Virginia Gov. Glenn Youngkin and Ted Leonsis, owner of Monumental Sports and Entertainment, in December verbally agreed to a deal that would bring the Washington Capitals and Wizards to Northern Virginia, along with a new arena and the sprawling entertainment district to support the franchises. But after opposition from several key Democratic legislators during budget negotiations, the State Assembly passed a $188 billion budget for the next two fiscal years without including funding for the development earlier this month.

Where the development goes from here is a political jump ball. Youngkin has the option to pursue an amendment to include the project in the state’s budget, or he could call a special session to start over with a new bill, though the likelihood of those options happening, or the odds that it would change the outcome, are unclear. According to Youngkin, the development would generate roughly 30,000 new jobs and approximately $12 billion in economic impact for Alexandria over the next several decades if given the green light. 

“The project’s legislation follows the normal timeline for the governor to act on legislation in front of him to veto, sign, or submit any amendments back to the General Assembly,” representatives for JBG Smith told Commercial Observer in an email. “We expect this process to be no different than with any other legislation and hope that our project gets a fair hearing as part of that process.”

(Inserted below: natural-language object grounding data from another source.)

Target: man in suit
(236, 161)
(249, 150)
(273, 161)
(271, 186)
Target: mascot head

Still, a setback for Virginia and Youngkin is a potential breakthrough for D.C. and Mayor Muriel Bowser. Among her attempts to keep both teams in the District, Bowser earlier this year announced legislation that would extend Monumental’s lease for Capital One Arena, which currently expires in 2027, to 2052, along with $500 million in financing toward facility upgrades

Such an incentive may not even be needed. In a letter sent to Monumental last week, and obtained by the Associated Press on Friday, D.C. Attorney General Brian Schwalb argued that the franchises could not legally leave the District until 2047. Schwalb reportedly cited a bond agreement for arena renovations in 2007, which extended the teams’ lease for 20 more years past the original 2027 deadline. However, another agreement made in 2019, which ratified the  2007 deal, permits Monumental to pre-pay those bonds and revoke its lease extension with 120 days’ notice, per the AP.

“We fundamentally disagree with the attorney general’s opinions, which are contradicted by the D.C. general counsel as recently as 2019 when the city ratified the ground lease,” a spokesperson for Monumental told the AP in response on Friday.

Representatives for JBG Smith declined a request from Commercial Observer to comment on Schwalb’s letter.